In 1985, Mikhail Gorbachev came to power as the new general secretary of the Soviet Union and began implementing plans to reform the Soviet Union through his policies of perestroika and glasnost. Many Armenians took advantage of the unprecedented opening of political expression offered by his policies and brought the issue of Nagorno-Karabakh back into the spotlight. Karabakh Armenian leaders complained that the region had neither Armenian language textbooks in schools nor in television broadcasting, and that Azerbaijan's Communist Party General Secretary Heydar Aliyev had attempted to "Azerify" the region by increasing the influence and number of Azerbaijanis living in Nagorno-Karabakh while at the same time pressuring its Armenian population to emigrate. Over the course of seventy years, the Armenian population of Karabakh had dwindled to nearly three-quarters of the total population by the late 1980s.
In February 1988, Armenians began protesting and staging workers' strikes in Yerevan, demanding unification with the enclave.
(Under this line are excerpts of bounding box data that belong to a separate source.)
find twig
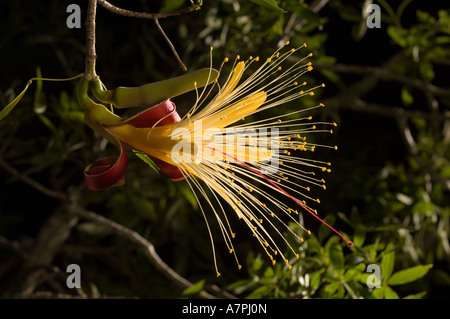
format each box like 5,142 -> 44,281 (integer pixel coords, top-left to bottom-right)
98,0 -> 200,19
78,208 -> 232,299
0,158 -> 67,201
153,18 -> 187,71
85,0 -> 97,80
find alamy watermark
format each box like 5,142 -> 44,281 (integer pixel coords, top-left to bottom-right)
66,264 -> 81,289
171,120 -> 280,174
366,264 -> 381,288
363,4 -> 381,29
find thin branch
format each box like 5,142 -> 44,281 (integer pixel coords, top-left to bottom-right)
98,0 -> 200,19
85,0 -> 97,80
74,208 -> 233,299
0,158 -> 67,201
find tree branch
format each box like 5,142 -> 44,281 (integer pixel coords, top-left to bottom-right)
0,157 -> 67,201
77,208 -> 235,299
98,0 -> 200,19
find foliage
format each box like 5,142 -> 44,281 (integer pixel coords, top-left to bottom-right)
0,0 -> 450,299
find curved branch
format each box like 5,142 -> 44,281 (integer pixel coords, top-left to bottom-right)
78,208 -> 233,299
98,0 -> 200,19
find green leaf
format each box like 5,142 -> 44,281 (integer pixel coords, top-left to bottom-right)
181,279 -> 205,296
0,80 -> 33,120
160,0 -> 184,13
380,244 -> 395,281
403,291 -> 427,299
388,264 -> 433,285
419,60 -> 434,81
327,237 -> 344,275
250,0 -> 286,13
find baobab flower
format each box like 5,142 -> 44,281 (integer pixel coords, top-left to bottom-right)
82,42 -> 353,276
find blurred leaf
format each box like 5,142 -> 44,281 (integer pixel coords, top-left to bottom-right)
245,286 -> 272,299
372,286 -> 386,299
401,86 -> 414,106
353,224 -> 366,247
403,291 -> 427,299
181,279 -> 205,296
131,195 -> 158,221
380,243 -> 395,281
77,222 -> 111,236
384,286 -> 400,299
250,0 -> 286,12
344,263 -> 367,281
133,150 -> 159,173
388,264 -> 433,285
419,60 -> 434,81
160,0 -> 184,13
325,237 -> 344,276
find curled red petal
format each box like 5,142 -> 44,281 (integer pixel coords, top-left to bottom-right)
84,144 -> 128,191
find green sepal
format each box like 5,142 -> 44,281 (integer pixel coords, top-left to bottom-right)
92,69 -> 219,108
77,77 -> 123,145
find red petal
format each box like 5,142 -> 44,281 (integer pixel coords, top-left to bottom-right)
150,156 -> 185,181
84,144 -> 128,191
125,100 -> 181,128
125,100 -> 184,181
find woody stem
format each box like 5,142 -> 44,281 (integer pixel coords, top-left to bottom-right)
85,0 -> 97,81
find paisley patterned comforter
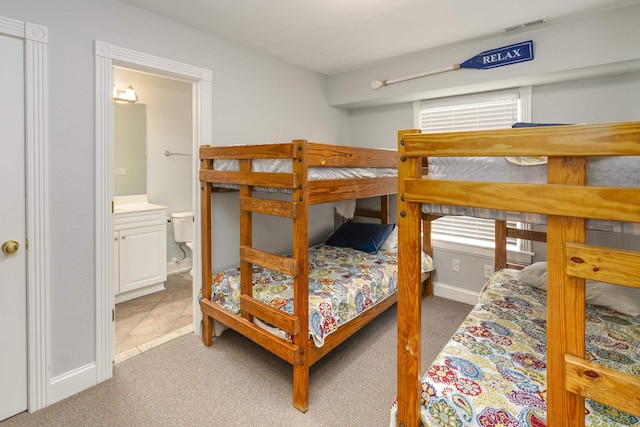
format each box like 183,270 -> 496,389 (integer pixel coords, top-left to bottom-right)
212,245 -> 433,347
391,270 -> 640,427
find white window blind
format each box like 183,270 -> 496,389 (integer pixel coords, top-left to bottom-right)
416,88 -> 529,251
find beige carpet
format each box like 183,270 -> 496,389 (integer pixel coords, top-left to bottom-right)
0,297 -> 471,426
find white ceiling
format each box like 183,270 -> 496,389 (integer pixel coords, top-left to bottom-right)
121,0 -> 638,75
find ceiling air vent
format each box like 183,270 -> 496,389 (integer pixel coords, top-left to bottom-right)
504,18 -> 549,34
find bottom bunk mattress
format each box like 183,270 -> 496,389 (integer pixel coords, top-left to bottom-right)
205,244 -> 433,347
391,269 -> 640,427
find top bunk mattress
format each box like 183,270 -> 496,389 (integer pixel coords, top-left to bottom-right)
213,159 -> 398,192
390,269 -> 640,427
422,156 -> 640,234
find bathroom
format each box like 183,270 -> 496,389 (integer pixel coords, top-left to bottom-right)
113,67 -> 194,362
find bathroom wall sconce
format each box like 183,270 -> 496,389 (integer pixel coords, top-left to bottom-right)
113,85 -> 138,104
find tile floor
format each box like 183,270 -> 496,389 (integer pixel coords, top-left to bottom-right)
115,271 -> 193,363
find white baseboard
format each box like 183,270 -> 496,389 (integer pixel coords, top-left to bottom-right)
167,258 -> 193,274
433,282 -> 480,305
47,363 -> 96,406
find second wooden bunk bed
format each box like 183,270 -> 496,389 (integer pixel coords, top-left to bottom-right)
200,140 -> 412,412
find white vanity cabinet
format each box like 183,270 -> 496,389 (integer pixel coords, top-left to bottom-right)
113,204 -> 167,304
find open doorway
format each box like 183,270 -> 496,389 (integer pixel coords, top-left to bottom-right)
113,66 -> 193,363
94,41 -> 212,382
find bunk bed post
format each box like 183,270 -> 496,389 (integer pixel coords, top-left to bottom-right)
494,219 -> 507,271
239,159 -> 253,321
200,146 -> 213,347
292,140 -> 311,412
547,157 -> 586,427
397,130 -> 422,427
380,194 -> 390,224
421,213 -> 441,298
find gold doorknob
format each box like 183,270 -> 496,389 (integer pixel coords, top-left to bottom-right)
2,240 -> 20,255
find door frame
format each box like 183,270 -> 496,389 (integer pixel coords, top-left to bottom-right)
0,16 -> 51,412
94,40 -> 213,383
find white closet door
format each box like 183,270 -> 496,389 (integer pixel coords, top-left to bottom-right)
0,32 -> 27,421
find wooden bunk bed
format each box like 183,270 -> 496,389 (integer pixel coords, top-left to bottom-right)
200,140 -> 432,412
392,122 -> 640,427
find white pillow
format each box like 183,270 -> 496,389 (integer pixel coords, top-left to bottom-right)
380,225 -> 398,251
518,261 -> 640,316
518,261 -> 547,289
586,280 -> 640,316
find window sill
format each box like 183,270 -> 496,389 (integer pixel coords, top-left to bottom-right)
433,238 -> 534,265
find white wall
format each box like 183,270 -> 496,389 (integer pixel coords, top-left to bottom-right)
0,0 -> 346,391
338,5 -> 640,303
349,72 -> 640,302
327,2 -> 640,108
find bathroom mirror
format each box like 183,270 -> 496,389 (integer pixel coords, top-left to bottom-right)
113,102 -> 147,196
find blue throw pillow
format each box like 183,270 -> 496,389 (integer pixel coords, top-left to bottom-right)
325,222 -> 395,253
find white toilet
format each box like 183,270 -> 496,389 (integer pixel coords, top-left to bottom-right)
171,211 -> 193,274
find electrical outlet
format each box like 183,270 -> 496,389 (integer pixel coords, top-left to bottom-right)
484,264 -> 494,279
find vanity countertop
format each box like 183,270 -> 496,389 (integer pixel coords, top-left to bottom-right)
113,194 -> 167,215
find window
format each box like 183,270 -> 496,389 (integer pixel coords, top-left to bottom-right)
414,87 -> 531,252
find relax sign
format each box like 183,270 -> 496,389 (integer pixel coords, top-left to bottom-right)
371,40 -> 533,90
460,40 -> 533,69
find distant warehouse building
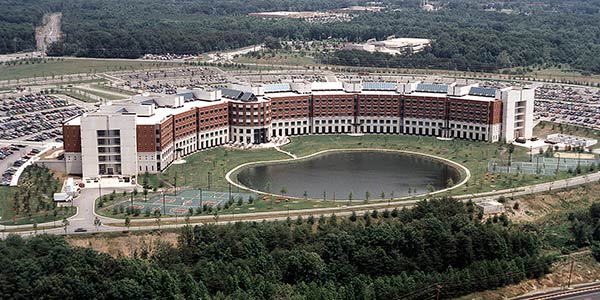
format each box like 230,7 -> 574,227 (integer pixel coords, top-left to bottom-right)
63,81 -> 534,178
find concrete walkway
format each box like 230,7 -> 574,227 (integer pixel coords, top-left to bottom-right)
273,146 -> 298,159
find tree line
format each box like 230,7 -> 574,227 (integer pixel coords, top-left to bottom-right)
0,0 -> 600,73
0,198 -> 553,299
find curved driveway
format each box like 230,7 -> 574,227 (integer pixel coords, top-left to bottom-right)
2,162 -> 600,237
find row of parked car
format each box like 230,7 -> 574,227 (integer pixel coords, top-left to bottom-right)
0,105 -> 85,141
0,167 -> 17,186
0,95 -> 69,116
534,84 -> 600,128
534,100 -> 600,128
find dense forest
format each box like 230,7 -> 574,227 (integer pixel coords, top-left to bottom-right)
0,0 -> 600,73
0,199 -> 552,300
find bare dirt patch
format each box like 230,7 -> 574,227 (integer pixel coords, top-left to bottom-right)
35,13 -> 62,53
67,232 -> 179,257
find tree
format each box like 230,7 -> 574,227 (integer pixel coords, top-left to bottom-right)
279,186 -> 287,196
264,36 -> 281,49
94,217 -> 102,231
508,144 -> 515,167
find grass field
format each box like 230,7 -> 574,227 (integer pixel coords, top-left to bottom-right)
94,135 -> 600,218
69,88 -> 127,100
533,121 -> 600,148
0,58 -> 184,80
92,84 -> 137,96
160,148 -> 289,192
162,135 -> 584,194
234,53 -> 318,66
0,187 -> 17,222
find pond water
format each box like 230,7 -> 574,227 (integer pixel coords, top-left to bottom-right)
237,151 -> 460,200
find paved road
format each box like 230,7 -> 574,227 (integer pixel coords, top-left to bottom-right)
512,282 -> 600,300
7,172 -> 600,236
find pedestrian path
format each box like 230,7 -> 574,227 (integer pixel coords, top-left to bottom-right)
273,146 -> 298,159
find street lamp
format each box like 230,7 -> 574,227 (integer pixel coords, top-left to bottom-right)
554,153 -> 560,176
160,192 -> 167,214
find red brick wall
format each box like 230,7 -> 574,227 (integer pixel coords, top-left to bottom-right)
271,95 -> 310,120
358,94 -> 400,117
448,99 -> 490,124
198,103 -> 229,131
160,116 -> 173,149
404,96 -> 447,119
136,125 -> 156,152
313,94 -> 354,118
63,125 -> 81,152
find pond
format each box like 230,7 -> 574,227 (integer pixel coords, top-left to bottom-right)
237,151 -> 461,200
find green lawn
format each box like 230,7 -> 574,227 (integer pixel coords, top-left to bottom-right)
69,88 -> 127,100
0,58 -> 179,80
92,84 -> 137,96
100,135 -> 596,218
0,187 -> 17,222
533,121 -> 600,148
160,148 -> 289,192
0,166 -> 75,225
234,52 -> 317,66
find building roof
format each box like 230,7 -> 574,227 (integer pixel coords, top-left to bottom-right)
363,82 -> 397,91
469,86 -> 496,97
264,83 -> 292,93
221,88 -> 257,102
416,83 -> 448,93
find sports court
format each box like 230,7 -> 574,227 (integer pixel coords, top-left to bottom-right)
488,157 -> 600,176
133,190 -> 257,215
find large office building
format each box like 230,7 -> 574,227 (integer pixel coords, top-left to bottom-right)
63,81 -> 534,178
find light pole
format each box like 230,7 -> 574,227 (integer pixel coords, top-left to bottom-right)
555,153 -> 560,177
160,192 -> 166,213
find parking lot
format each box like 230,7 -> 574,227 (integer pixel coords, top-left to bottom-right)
116,67 -> 227,93
0,95 -> 86,142
0,143 -> 41,186
534,84 -> 600,128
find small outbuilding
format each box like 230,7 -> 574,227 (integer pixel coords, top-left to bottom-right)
53,193 -> 73,202
477,201 -> 504,215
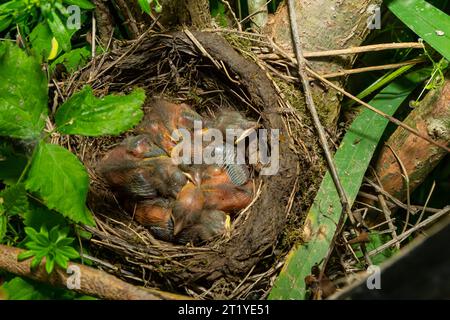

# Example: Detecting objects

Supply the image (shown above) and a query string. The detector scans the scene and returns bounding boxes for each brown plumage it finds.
[133,198,173,241]
[97,135,187,199]
[135,98,202,155]
[175,210,227,244]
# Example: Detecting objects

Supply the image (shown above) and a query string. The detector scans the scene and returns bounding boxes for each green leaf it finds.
[26,141,94,225]
[386,0,450,61]
[0,141,28,184]
[56,246,80,259]
[0,183,29,216]
[64,0,95,10]
[17,250,35,261]
[50,47,91,73]
[24,201,67,230]
[55,86,145,136]
[1,277,47,300]
[30,22,53,61]
[47,11,71,52]
[30,252,45,269]
[45,257,55,274]
[138,0,151,14]
[0,42,48,139]
[269,70,429,299]
[0,16,12,32]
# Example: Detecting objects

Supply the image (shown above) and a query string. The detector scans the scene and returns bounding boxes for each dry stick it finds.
[0,245,188,300]
[415,181,436,226]
[288,0,370,280]
[306,67,450,152]
[239,0,272,24]
[220,0,242,31]
[87,28,152,83]
[89,12,97,79]
[322,58,426,79]
[183,29,222,70]
[368,206,450,256]
[378,194,400,249]
[304,42,425,58]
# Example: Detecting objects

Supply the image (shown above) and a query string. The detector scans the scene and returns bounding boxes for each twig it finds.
[304,42,425,58]
[358,191,440,213]
[287,0,358,280]
[220,0,242,31]
[87,28,152,83]
[386,143,411,233]
[415,181,436,226]
[322,58,426,79]
[369,206,450,256]
[0,245,187,300]
[240,0,272,25]
[306,67,450,152]
[183,29,222,70]
[378,194,400,249]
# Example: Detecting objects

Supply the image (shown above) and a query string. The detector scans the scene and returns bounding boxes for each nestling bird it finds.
[132,198,173,241]
[173,182,205,235]
[206,110,258,135]
[175,210,229,244]
[97,135,187,199]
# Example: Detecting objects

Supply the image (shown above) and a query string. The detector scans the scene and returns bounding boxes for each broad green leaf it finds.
[30,22,53,61]
[269,70,429,299]
[138,0,151,14]
[45,257,55,274]
[0,277,87,300]
[0,16,12,32]
[386,0,450,61]
[24,201,68,230]
[64,0,95,10]
[0,42,48,139]
[55,86,145,136]
[51,47,91,73]
[0,183,29,216]
[1,277,47,300]
[0,141,28,184]
[47,11,71,52]
[26,142,94,225]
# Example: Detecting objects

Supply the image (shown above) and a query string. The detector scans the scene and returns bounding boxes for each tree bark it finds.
[266,0,382,129]
[159,0,211,29]
[0,245,189,300]
[375,79,450,201]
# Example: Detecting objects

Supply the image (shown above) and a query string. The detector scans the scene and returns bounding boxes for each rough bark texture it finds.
[266,0,382,129]
[0,245,188,300]
[376,79,450,200]
[159,0,211,29]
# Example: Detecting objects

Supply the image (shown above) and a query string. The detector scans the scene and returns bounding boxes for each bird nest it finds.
[59,31,322,299]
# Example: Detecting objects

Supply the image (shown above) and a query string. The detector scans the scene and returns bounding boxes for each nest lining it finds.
[60,28,321,299]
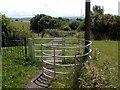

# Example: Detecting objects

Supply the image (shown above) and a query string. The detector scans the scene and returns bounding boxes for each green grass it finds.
[2,47,41,88]
[11,21,30,30]
[92,40,120,87]
[51,40,120,88]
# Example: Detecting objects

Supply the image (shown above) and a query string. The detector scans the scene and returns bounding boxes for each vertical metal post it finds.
[83,0,90,62]
[62,38,65,62]
[78,38,80,55]
[74,48,76,66]
[41,45,44,72]
[53,47,55,77]
[28,38,32,58]
[24,38,27,57]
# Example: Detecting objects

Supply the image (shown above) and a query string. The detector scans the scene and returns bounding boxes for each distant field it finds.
[11,21,30,30]
[51,40,120,88]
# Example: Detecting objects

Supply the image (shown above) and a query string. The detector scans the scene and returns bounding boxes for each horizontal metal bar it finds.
[43,67,54,73]
[43,72,53,79]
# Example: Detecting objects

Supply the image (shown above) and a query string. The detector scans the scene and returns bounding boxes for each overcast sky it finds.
[0,0,120,17]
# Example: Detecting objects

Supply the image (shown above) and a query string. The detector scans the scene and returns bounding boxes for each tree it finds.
[69,21,80,30]
[30,14,46,32]
[91,6,120,40]
[38,16,52,38]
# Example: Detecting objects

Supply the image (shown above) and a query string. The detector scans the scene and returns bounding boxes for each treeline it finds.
[30,14,83,36]
[91,6,120,40]
[2,15,28,47]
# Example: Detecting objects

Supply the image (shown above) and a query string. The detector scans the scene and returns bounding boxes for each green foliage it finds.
[30,14,46,32]
[2,15,30,46]
[69,21,80,30]
[10,21,30,31]
[91,6,120,40]
[52,41,120,89]
[60,24,71,31]
[2,49,41,88]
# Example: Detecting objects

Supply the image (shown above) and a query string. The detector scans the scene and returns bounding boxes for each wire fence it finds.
[2,38,27,57]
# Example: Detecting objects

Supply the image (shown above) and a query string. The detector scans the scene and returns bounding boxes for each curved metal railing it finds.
[35,38,92,78]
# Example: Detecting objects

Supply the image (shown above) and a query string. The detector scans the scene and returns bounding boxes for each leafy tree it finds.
[91,6,120,40]
[69,20,80,30]
[30,14,46,32]
[38,16,52,37]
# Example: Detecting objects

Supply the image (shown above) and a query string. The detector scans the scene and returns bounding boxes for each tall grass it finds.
[10,21,30,30]
[52,40,120,89]
[2,49,41,88]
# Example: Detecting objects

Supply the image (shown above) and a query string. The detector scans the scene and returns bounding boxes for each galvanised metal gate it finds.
[28,38,92,78]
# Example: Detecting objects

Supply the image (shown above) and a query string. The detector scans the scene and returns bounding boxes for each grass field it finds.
[11,21,30,30]
[51,40,120,88]
[2,47,41,88]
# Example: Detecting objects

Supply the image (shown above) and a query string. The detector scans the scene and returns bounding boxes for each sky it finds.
[0,0,120,18]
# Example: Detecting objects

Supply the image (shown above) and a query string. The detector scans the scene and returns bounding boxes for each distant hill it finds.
[62,16,84,19]
[11,16,84,21]
[11,17,31,21]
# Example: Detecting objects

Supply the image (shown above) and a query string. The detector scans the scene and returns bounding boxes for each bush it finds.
[60,25,71,31]
[69,21,79,30]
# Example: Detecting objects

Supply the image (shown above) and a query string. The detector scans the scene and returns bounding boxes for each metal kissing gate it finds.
[29,38,92,78]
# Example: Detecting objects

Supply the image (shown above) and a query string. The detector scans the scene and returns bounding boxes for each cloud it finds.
[0,0,119,17]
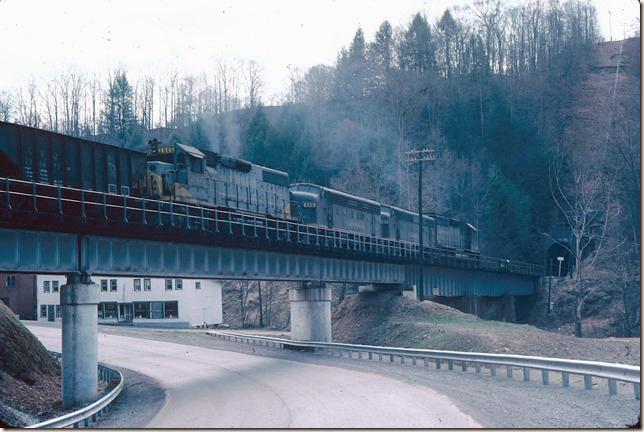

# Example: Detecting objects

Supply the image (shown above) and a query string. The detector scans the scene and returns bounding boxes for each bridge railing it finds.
[27,352,124,429]
[0,178,542,276]
[206,331,640,400]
On 20 February 1988, the leaders of the regional Soviet of Karabakh voted in favour of unifying the autonomous region with Armenia in a resolution.

Operation Ring

In early 1991, President Gorbachev held a special countrywide referendum called the Union Treaty which would decide if the Soviet republics would remain together. Newly elected non-communist leaders had come to power in the Soviet republics, including Boris Yeltsin in Russia, Levon Ter-Petrosyan in Armenia, and Ayaz Mutalibov in Azerbaijan. Armenia and five other republics boycotted the referendum.
As many Armenians and Azerbaijanis in Karabakh began acquiring arms located in caches throughout Karabakh, Mutalibov turned to Gorbachev for support in launching a joint military operation in order to disarm Armenian militants in the region. Codenamed Operation Ring, Soviet forces, acting in conjunction with the local Azerbaijani OMON, entered villages in the Shahumyan region and began to forcibly expel their Armenian inhabitants. The operation involved the use of ground troops, armored vehicles and artillery. The deportations of the Armenian civilians was accompanied by allegations of gross human rights violations.
Operation Ring was viewed by many Soviet and Armenian government officials as a heavy-handed attempt by Moscow to intimidate the Armenian populace and forced them to give up their demands for unification. In the end, the operation proved counter-productive, with the violence only reinforcing the belief among Armenians that armed resistance remained the only solution to the conflict. The initial Armenian resistance inspired volunteers to start forming irregular volunteer detachments.